Transitive Mutual Information Bernoulli Random Variables in a fork structure

144 Views Asked by At

Suppose we have Bernoulli random variables $X$, $Y$, and $Z$, whose dependency structure is $Y \leftarrow X \rightarrow Z$ (i.e. $Y \perp Z \mid X)$. If we know $\mathrm{I}(X:Y)$ and $\mathrm{I}(X:Z)$, can we get an exact value or a lower bound (or a tighter upper bound) on $\mathrm{I}(Y:Z)$?

From the data processing inequality, we know that

$\mathrm{I}(Y:Z) \leq min(\mathrm{I}(X:Z), \mathrm{I}(X:Y))$

Can we exploit the fact that all the variables can only carry up to 1 bit of information to make a stronger statement about $\mathrm{I}(Y:Z)$?

1

There are 1 best solutions below

0
On

Notice the elementary equality $$I(Y;Z) = I(Y;X,Z) - I(Y;X|Z) = I(Y;X) - I(Y;X|Z),$$ where we've used the chain rule first, and then used the conditional indepdence to argue $I(Y;Z|X) = 0.$ In general, $I(Y;Z)$ can, of course, be as small as $0$, since the conditional independence allows for actual independence. This is irrespective of how large $I(X;Y)$ and $I(X;Z)$ are because we can take $X = (U,V)$ for independent $U,V,$ and $Y = U, Z = V$.


We can use the about to write down a symmetric expression, which also sheds clearer light on when $I(Y;Z)$ is positive.

Running the same expansion but with $Y$ and $Z$ interchanged, and then averaging tells us that

$$ I(Y;Z) = \frac{ I(X;Y) + I(X;Z) - I(X;Y|Z) - I(X;Z|Y)}2 \\ = H(X) + H(X|Y,Z) - H(X|Z) - H(X|Y),\\ = I(X;Y) + I(X;Z) + H(X|Y,Z) - H(X)\\ = I(X;Y) + I(X;Z) - I(X;Y,Z).$$ where in the first line we have used that $I(X;Y|Z) = H(X|Z) - H(X|YZ)$ and $I(X;Z) = H(X) - H(X|Z),$ and similarly for the other terms.

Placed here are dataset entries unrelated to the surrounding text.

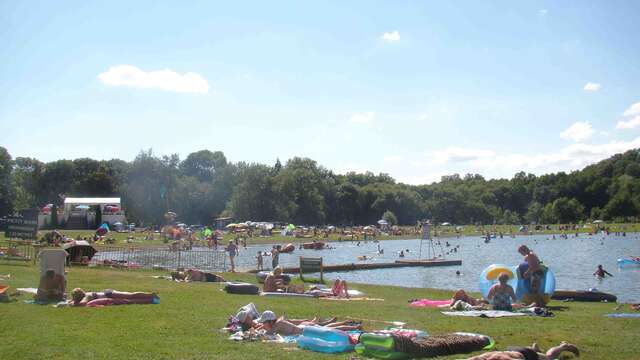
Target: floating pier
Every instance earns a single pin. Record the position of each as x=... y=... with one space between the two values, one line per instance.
x=371 y=266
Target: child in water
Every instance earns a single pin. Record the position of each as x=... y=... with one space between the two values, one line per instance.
x=601 y=273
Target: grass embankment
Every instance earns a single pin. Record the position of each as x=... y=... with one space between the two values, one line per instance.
x=185 y=324
x=441 y=231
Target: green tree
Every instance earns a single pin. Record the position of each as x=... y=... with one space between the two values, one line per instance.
x=390 y=217
x=7 y=193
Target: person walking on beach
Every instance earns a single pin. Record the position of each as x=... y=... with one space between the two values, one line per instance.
x=259 y=258
x=232 y=249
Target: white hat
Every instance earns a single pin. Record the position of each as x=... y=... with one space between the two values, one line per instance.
x=267 y=315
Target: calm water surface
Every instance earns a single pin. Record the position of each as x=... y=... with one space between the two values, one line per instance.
x=573 y=261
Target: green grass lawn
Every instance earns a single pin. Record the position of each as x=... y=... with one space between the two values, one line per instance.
x=185 y=325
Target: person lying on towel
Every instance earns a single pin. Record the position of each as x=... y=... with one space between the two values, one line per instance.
x=111 y=297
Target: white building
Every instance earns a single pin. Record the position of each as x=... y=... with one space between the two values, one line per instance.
x=80 y=213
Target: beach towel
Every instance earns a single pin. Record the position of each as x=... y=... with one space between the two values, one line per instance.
x=429 y=303
x=28 y=290
x=287 y=294
x=624 y=315
x=334 y=298
x=484 y=313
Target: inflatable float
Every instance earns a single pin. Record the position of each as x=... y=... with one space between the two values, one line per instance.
x=287 y=249
x=316 y=245
x=596 y=296
x=326 y=340
x=241 y=288
x=628 y=262
x=286 y=278
x=489 y=277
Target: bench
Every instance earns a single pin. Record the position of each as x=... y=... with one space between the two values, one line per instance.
x=311 y=265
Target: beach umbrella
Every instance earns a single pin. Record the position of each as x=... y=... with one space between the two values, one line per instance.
x=79 y=248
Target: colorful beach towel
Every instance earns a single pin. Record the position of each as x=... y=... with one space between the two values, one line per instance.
x=484 y=313
x=429 y=303
x=624 y=315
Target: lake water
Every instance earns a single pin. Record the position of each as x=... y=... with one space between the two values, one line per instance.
x=572 y=260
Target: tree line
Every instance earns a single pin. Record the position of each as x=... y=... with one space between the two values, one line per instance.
x=205 y=185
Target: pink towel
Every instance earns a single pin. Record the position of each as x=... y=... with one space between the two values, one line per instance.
x=429 y=303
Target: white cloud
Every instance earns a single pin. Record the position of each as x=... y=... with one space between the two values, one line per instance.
x=165 y=79
x=430 y=166
x=362 y=118
x=391 y=36
x=578 y=132
x=456 y=154
x=592 y=86
x=633 y=110
x=629 y=124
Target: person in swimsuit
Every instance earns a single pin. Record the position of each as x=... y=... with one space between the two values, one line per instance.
x=601 y=273
x=111 y=297
x=502 y=293
x=273 y=282
x=533 y=273
x=274 y=325
x=529 y=353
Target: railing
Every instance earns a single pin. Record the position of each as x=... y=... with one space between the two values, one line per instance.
x=213 y=260
x=16 y=251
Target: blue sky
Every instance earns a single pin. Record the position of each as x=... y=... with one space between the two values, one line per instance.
x=411 y=88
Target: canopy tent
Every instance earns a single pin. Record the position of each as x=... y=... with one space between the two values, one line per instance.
x=79 y=248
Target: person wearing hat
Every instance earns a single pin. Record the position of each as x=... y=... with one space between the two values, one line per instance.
x=246 y=316
x=273 y=282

This tells us that $I(Y;Z)$ is positive iff $I(Y;X) + I(Z;X)$ exceeds $I(X;Y,Z)$. This should make sense - loosely, the only way $Y$ can tell us about $Z$ is if there is some 'common' information about $X$ between the two. This means that the sum of the marginal informations must exceed the information that they have jointly.

From the above, we can also work out the simpler lower bound $$I(Y;Z) \ge \max(0, I(X;Y) + I(X;Z) - H(X))$$ by bounding $I(X;Y,Z) \le H(X)$. The advantage of this is that it is only a function of the marginal laws $P_{XY}, P_{XZ}$ (like the upper bound in the question). Notice that this is tight, since we can take $X = (U,V,W)$ for independent $U,V,W$ and $Y = (U,W), Z = (V,W)$ to together attain any possible triple of $(H(X), I(X;Y), I(X;Z)),$ and in this setting $$I(Y;Z) = H(W) = (H(W) + H(U)) + (H(W) + H(V)) - (H(U) + H(V) + H(W)) \\ = I(X;Y) + I(X;Z) - H(X).$$

Note - the answer is incomplete, because the tightness argument it presents needs at least $X$ to be non-binary. However, note that the argument does work as long as the alphabet of $X$ has at least $8$ letters, and of $Y,Z$ at least $4$, so it isn't very far off. It's certainly possible that more can be said in the binary setting.